All but three Democrats voted against a procedural motion on the Born-Alive Abortion Survivors Protection Act, denying it the necessary 60 votes to proceed. The final vote count was 53 in favor and 44 opposed.

The bill would require a health-care practitioner to “exercise the same degree of professional skill, care, and diligence to preserve the life and health of the child” as he or she would to “any other child born alive at the same gestational age.” The bill includes criminal penalties, a right of civil action for an affected mother and a mandatory reporting requirement for other health providers.

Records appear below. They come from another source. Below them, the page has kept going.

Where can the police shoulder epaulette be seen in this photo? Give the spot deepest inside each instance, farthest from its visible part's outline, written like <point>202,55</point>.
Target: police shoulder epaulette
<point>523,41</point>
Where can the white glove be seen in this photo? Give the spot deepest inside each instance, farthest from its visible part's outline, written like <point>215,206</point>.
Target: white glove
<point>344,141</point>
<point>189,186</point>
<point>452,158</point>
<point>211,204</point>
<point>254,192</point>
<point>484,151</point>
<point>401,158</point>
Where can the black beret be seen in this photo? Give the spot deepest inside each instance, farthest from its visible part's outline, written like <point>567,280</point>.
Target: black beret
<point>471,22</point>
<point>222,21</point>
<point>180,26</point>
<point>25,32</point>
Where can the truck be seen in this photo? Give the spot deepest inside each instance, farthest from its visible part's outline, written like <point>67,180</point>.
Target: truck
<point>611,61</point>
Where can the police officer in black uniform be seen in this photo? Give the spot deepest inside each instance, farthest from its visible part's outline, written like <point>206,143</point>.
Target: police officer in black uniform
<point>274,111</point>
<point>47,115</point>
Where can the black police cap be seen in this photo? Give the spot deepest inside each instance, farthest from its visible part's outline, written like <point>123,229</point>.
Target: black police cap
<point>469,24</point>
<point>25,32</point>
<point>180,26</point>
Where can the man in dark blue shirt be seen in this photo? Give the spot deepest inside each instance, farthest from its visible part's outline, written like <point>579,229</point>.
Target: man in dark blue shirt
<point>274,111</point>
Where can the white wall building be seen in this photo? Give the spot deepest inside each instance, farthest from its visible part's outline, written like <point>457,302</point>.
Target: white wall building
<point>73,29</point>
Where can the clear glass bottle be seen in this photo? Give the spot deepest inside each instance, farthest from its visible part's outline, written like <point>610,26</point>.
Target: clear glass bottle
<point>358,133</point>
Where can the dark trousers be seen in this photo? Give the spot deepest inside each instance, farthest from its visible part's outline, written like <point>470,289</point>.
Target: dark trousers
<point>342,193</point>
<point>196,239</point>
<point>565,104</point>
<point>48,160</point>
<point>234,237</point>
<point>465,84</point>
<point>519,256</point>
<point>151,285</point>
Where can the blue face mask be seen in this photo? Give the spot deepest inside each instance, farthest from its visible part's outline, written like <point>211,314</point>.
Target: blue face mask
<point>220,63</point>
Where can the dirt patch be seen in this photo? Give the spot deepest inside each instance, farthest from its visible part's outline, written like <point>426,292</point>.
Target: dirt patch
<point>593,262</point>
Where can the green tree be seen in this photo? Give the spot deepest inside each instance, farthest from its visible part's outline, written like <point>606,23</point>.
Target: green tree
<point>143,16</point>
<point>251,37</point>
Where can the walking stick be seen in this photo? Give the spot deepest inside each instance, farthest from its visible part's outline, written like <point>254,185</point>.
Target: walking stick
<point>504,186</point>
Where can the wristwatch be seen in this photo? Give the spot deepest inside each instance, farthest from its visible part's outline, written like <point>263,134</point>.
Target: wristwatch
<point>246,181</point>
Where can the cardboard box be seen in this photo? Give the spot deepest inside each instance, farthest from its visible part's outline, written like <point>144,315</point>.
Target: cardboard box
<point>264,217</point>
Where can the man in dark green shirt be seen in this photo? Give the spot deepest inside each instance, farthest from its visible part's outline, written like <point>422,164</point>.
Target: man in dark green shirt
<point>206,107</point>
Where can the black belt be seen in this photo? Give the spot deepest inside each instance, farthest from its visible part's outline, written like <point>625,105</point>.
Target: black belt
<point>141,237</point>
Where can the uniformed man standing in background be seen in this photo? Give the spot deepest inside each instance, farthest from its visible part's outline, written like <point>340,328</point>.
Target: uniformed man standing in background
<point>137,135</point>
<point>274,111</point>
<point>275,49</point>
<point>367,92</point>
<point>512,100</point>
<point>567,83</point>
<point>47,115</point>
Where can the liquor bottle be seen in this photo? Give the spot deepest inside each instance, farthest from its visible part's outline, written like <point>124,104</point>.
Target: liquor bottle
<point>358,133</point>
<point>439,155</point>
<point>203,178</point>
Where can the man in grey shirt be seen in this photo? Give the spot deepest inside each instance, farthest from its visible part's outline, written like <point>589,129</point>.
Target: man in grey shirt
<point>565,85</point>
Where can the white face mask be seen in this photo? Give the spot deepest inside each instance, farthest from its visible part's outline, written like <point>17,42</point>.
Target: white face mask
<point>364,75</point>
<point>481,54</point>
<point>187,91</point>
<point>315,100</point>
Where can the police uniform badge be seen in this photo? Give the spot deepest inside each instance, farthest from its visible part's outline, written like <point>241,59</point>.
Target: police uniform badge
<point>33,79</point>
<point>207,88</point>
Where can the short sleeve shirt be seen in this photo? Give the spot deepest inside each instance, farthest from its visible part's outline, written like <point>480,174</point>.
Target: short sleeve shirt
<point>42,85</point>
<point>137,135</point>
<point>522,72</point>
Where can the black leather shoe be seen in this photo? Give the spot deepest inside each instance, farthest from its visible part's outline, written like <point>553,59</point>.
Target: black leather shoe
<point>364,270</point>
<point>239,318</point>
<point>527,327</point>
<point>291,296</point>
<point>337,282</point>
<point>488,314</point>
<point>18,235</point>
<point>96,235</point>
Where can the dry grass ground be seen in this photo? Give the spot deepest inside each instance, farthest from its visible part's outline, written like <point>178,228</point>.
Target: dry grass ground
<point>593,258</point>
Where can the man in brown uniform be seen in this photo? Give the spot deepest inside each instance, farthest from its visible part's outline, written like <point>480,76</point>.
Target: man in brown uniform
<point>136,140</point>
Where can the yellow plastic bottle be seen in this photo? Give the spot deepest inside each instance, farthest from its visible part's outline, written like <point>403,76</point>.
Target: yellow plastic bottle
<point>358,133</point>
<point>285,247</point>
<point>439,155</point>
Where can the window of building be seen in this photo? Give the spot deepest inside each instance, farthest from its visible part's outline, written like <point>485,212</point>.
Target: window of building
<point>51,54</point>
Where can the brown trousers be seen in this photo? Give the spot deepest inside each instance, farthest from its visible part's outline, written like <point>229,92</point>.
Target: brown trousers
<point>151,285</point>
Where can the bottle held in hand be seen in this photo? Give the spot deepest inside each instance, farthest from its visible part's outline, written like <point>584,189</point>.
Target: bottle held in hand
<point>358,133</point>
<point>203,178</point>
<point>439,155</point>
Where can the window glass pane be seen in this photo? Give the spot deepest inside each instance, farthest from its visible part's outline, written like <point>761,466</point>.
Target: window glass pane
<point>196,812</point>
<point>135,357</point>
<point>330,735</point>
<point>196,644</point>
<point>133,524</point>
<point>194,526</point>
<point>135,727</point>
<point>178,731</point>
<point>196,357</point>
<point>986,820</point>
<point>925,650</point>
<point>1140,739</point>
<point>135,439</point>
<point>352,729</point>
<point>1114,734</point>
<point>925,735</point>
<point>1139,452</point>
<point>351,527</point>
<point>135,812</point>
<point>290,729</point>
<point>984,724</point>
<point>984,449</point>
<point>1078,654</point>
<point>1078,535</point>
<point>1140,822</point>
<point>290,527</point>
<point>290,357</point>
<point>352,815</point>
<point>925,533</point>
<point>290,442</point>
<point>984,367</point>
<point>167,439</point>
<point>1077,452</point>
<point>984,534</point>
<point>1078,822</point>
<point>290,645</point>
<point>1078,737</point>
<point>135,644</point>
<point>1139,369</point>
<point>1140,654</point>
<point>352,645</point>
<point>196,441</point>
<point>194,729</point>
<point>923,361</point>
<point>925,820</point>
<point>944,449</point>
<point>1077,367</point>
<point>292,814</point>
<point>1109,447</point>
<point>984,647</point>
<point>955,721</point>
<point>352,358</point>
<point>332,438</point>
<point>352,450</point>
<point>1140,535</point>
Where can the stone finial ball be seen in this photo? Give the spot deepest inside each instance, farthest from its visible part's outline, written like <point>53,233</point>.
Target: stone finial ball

Opponents of the bill argued that it represented an unjustified attack on abortion rights, preventing doctors from exercising their best medical judgment and exposing them to possible lawsuits or prosecution.

Senate Majority Leader Mitch McConnell (R-Ky.) has sought to put Democrats — and 2020 candidates in particular — on the record on the issue after recent comments made by Virginia Gov. Ralph Northam (D). McConnell also plans to hold a vote in the coming weeks on the Green New Deal climate change legislation as he has cast the Democrats as extreme.

In remarks on the Senate floor ahead of Monday’s vote, McConnell described the measure as “a straightforward piece of legislation to protect newborn babies.” Democrats, he argued, “seem to be suggesting that newborn babies’ right to life may be contingent on the circumstances surrounding their birth.”